Markets looking for a boost from positive trade talk news got something like it after US President Donald Trump told reporters on Tuesday that he is open to extending the deadline for a US-China agreement if the two parties appear close to a deal.
Global markets climbed broadly, gaining on the hope for a breakthrough in the trade talks due to start today.
Another threat to sentiment showed signs of lifting, when Mr Trump expressed unhappiness but not direct objection to the latest deal on border security brokered by a bipartisan Congress committee. The agreement, meant to avert a government shutdown due tomorrow, offers just US$1.375 billion (S$1.87 billion) in border wall funding, which Republican leaders have called a "down payment" on the wall.
Mr Trump is expected to go along with the deal, albeit grudgingly, thus averting another shutdown of the federal government.
As things stand, the upcoming deadlines look as though they may pass without incident, said ING's chief economist and head of research, Asia-Pacific, Mr Robert Carnell. "This may not be a bad thing if it means that the chances of a deal of some sort, whether on US-China trade, the US border wall or Brexit, are increased."
Singapore's Straits Times Index (STI) traded upwards all day, closing 1.36 per cent or 43.62 points higher at 3,244.77. Turnover on the bourse was 1.29 billion shares worth $1.23 billion, and gainers outnumbered losers 223 to 191.
Rex International led active trading, losing 0.1 cent or 1.06 per cent to 9.3 cents on 73.2 million shares traded.
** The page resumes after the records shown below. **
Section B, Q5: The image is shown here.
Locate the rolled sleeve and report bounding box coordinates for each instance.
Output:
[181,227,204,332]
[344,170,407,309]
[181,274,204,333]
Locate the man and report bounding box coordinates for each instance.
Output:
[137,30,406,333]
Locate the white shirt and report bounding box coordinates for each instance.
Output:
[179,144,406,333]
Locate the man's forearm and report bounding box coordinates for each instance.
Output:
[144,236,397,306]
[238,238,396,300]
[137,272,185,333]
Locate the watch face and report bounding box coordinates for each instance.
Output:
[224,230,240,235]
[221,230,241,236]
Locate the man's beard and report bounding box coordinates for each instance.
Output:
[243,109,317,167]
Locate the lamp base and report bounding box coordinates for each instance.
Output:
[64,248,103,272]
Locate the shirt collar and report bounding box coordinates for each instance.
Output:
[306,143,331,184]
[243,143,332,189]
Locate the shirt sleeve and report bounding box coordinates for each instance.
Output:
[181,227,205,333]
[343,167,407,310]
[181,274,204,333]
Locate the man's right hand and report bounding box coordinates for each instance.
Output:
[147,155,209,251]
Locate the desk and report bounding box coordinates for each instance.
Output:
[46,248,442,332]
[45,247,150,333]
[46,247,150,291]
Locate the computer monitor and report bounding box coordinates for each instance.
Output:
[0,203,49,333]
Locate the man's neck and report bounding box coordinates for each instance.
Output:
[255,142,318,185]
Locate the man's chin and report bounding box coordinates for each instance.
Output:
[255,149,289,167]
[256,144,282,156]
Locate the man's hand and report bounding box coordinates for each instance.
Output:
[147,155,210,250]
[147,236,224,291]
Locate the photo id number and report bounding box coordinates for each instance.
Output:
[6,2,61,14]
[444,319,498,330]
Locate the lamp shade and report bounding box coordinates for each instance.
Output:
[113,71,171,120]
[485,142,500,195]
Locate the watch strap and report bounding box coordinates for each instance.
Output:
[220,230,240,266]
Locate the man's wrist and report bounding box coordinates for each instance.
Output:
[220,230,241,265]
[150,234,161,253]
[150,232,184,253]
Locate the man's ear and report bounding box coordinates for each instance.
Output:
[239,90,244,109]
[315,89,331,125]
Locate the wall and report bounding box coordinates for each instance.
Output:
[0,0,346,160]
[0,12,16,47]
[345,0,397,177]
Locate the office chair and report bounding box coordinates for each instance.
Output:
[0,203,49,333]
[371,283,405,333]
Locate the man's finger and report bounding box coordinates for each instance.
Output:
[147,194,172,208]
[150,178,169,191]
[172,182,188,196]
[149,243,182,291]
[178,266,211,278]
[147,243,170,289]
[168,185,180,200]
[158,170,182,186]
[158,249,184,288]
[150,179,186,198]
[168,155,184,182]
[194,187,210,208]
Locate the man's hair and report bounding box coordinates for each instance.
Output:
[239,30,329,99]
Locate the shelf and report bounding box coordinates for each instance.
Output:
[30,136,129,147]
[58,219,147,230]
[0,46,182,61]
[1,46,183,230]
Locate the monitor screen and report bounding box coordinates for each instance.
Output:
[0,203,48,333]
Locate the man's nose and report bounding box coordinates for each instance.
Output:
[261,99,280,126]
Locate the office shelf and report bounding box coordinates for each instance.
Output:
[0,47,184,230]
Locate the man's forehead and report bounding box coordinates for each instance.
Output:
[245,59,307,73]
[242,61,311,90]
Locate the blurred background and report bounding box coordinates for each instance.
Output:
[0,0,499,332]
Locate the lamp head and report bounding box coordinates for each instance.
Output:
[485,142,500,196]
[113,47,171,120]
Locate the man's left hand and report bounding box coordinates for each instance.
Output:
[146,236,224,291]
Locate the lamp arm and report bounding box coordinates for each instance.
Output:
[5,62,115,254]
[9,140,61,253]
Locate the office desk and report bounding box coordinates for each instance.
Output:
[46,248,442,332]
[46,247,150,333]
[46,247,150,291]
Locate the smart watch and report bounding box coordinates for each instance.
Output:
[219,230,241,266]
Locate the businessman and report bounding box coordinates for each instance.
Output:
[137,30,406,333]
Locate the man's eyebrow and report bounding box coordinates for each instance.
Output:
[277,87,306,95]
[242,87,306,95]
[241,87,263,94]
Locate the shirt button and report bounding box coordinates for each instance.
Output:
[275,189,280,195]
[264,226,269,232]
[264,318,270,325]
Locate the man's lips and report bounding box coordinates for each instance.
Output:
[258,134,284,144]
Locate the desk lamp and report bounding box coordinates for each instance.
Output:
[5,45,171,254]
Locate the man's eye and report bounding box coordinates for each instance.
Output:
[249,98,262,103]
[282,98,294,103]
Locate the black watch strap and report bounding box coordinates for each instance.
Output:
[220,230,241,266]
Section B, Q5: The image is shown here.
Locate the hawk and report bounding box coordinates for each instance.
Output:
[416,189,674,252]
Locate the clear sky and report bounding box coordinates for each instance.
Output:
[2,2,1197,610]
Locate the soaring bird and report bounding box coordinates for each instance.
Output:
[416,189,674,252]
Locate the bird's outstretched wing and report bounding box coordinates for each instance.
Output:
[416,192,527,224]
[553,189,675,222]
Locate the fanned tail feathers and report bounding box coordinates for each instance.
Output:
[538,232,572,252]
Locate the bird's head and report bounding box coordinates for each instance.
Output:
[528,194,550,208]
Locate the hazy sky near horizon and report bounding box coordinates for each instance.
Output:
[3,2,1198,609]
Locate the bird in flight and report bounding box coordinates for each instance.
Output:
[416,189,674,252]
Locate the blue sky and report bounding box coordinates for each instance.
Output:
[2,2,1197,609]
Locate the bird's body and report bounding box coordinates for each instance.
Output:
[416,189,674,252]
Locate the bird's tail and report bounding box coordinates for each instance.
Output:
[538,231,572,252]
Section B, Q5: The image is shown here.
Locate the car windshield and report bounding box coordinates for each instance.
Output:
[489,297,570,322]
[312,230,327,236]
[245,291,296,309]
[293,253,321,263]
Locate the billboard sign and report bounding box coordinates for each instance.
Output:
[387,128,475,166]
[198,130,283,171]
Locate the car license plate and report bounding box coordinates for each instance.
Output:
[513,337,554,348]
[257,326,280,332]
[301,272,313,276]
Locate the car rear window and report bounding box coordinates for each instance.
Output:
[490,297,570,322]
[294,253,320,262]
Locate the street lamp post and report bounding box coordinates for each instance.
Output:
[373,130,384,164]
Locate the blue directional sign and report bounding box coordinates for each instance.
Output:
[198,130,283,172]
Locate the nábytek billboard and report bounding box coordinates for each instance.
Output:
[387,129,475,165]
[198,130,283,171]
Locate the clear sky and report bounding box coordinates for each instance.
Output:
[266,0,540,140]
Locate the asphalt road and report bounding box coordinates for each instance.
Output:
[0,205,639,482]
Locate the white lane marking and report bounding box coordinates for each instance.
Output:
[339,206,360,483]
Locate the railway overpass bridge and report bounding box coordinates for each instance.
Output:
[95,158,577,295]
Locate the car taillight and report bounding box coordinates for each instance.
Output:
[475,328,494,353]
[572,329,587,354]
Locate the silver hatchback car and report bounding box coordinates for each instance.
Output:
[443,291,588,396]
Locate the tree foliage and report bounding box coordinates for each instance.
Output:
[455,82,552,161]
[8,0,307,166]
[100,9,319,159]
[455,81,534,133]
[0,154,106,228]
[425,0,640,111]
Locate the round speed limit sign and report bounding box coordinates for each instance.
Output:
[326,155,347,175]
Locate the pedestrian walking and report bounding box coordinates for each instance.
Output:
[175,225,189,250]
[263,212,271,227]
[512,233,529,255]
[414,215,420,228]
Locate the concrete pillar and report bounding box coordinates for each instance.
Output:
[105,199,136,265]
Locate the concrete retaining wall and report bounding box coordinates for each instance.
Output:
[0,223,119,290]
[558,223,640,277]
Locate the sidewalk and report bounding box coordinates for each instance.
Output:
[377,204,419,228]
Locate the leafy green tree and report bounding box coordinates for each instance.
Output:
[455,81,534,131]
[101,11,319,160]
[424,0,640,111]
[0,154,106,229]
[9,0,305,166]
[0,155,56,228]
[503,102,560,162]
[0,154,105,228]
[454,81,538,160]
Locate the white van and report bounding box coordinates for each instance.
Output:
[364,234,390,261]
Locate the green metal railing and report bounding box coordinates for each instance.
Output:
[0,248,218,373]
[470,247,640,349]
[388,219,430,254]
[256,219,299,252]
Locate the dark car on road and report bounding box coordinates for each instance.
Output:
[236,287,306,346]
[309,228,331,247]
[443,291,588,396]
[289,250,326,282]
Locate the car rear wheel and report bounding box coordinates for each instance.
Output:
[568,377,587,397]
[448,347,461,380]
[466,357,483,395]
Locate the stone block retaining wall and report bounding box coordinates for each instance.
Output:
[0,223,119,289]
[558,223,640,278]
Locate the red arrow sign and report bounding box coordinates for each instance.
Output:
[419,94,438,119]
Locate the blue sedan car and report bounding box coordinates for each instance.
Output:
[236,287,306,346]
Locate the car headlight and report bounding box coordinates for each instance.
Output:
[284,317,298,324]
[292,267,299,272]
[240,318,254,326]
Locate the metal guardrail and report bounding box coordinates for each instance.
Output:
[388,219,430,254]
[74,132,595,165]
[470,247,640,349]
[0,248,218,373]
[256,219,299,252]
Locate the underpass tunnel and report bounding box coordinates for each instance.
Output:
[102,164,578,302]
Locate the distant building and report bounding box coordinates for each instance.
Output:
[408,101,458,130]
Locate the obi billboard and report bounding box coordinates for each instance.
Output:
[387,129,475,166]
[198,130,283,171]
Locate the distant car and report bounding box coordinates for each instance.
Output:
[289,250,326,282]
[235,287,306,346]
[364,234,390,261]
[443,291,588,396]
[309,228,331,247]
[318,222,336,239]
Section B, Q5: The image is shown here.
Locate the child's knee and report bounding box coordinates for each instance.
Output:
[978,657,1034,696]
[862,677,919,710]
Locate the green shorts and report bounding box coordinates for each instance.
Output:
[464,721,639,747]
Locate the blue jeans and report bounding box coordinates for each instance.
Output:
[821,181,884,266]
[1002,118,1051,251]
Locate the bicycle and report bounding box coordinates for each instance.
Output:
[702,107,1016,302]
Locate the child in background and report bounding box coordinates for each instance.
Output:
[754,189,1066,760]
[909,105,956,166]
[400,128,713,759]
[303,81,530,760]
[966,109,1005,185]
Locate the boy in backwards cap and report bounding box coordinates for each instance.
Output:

It was followed by Ezion Holdings, which gave up 0.2 cent or 4.25 per cent to 4.5 cents with 49.4 million shares traded.
All but five STI constituents ended in the black, led by financials. DBS Group Holdings picked up 56 cents or 2.3 per cent to close at $24.90, and UOB gained 62 cents or 2.45 per cent to $25.96. OCBC Bank finished at $11.65 after advancing 16 cents or 1.39 per cent.
Hutchison Port Holdings Trust led the index's laggards, losing one US cent or 3.85 per cent to close at 25 US cents after 15.8 million units were traded. The trust reported a net loss of HK$12.11 billion (S$2.1 billion) on Tuesday, on the back of an unexpected HK$12.3 billion non-cash impairment loss. OCBC Investment Research downgraded its call on the counter from "buy" to "sell".
OCBC analyst Deborah Ong noted that HPH Trust's price levels are no longer attractive, given the macro uncertainties.